Between the sea and the aging birds.
Between a people who exist in the space between
confinement and devotion, and what awaits us at
the shores—the invasion on board. Everything is
coming alive—the vines in the graveyards, the roots
on the mountains. There’s a stack of salt twirling out
of mangroves. Snarls of mockery, surges of tendrils
emerging from the ground, wrapping my body, binding
me into vegetation. These spirals—it began when the
fishes lost their scales to the oils. When the rubber
patches on the boats met softness at the kiss of water
and there were not many hands to bail the leak back into
the rivers.
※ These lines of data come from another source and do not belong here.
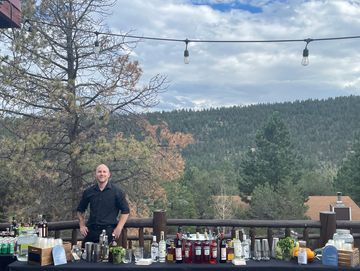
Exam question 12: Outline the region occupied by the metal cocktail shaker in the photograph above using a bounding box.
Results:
[85,242,94,262]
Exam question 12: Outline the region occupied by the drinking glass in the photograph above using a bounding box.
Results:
[253,239,261,261]
[271,237,279,259]
[134,247,144,263]
[123,249,132,263]
[261,239,270,261]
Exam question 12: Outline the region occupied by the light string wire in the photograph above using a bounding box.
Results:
[20,19,360,66]
[24,19,360,43]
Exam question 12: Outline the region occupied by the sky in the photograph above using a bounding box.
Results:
[105,0,360,111]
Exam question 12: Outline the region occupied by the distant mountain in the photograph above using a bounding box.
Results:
[147,96,360,169]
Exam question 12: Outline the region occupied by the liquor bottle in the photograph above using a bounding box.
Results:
[202,231,210,263]
[178,226,186,259]
[242,232,251,261]
[99,230,106,246]
[109,234,117,263]
[233,230,243,259]
[10,216,19,237]
[166,240,175,263]
[41,215,49,237]
[35,214,44,237]
[226,239,234,263]
[194,232,203,263]
[159,231,166,263]
[175,233,183,263]
[298,241,307,264]
[151,235,159,262]
[219,233,227,263]
[209,231,218,264]
[100,234,109,263]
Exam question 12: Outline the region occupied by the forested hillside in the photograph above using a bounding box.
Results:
[148,96,360,169]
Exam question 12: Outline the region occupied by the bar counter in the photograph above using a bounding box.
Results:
[8,260,360,271]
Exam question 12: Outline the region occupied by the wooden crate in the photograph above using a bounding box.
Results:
[338,248,359,267]
[28,242,72,266]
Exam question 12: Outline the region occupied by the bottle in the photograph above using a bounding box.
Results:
[41,215,49,237]
[166,240,175,263]
[233,230,242,259]
[333,229,354,249]
[100,234,109,263]
[202,231,210,263]
[194,232,203,263]
[242,232,251,261]
[10,216,19,237]
[151,235,159,262]
[219,233,227,263]
[99,230,106,245]
[184,232,193,263]
[109,234,117,263]
[16,230,37,262]
[209,231,218,264]
[226,239,235,263]
[175,233,183,263]
[159,231,166,263]
[298,241,307,264]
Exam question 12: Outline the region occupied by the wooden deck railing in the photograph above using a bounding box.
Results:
[0,211,360,252]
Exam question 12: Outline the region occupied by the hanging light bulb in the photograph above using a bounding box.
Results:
[301,39,312,66]
[94,32,100,55]
[184,39,190,64]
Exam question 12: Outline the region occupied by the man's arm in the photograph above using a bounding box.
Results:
[77,212,89,237]
[113,214,129,239]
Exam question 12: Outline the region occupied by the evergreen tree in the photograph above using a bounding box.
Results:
[239,112,301,198]
[334,135,360,204]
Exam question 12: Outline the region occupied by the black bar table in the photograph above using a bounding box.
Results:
[0,254,16,271]
[8,260,360,271]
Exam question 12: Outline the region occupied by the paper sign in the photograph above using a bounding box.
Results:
[52,245,67,265]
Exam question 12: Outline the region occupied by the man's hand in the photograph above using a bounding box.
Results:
[80,225,89,237]
[113,226,122,239]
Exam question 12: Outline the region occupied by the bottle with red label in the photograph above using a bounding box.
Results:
[202,231,210,263]
[175,233,183,263]
[219,233,227,263]
[209,231,218,264]
[194,232,203,263]
[184,232,193,263]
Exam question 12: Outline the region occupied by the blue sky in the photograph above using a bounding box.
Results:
[105,0,360,110]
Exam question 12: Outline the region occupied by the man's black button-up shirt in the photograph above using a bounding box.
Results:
[77,182,130,227]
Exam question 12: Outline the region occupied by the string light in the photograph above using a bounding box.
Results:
[301,39,312,66]
[184,39,190,64]
[94,32,100,56]
[21,19,360,66]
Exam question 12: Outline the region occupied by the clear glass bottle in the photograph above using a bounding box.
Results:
[151,235,159,262]
[233,230,242,259]
[159,231,166,263]
[16,230,37,262]
[333,229,354,249]
[298,241,307,264]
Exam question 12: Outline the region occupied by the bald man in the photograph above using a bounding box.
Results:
[77,164,130,246]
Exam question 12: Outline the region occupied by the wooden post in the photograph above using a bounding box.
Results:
[139,227,144,247]
[71,229,77,245]
[249,227,256,255]
[231,227,235,240]
[153,210,166,242]
[320,212,336,247]
[267,228,273,252]
[121,228,128,248]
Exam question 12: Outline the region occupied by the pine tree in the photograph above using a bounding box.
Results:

It began when we waited at the riverbank for
return and from afar we saw the paths covered with
overgrown trees weeping into the creeks, hyacinths
stumbling in the way of home. It mattered not to the heavens,
when the sadness in our eyes layered over the sizzling sunset.
Or when the ports fractured into the coastlines and our legs,
in constraint, folded into the bowels of ships.
The lands have borrowed our becoming; and we have latched
onto their essence, leeching their sap and evoking droughts,
wildfire, altering their waves when the winds wheel into them.
We have nothing left to offer the sea, and we have been humming
our prayers into a land that reverences sacrifice. The earth is
a mangrove of solitude, and we are nothing but buzzes enacting
into the core of what needs abundance to unstrap the ruins we created.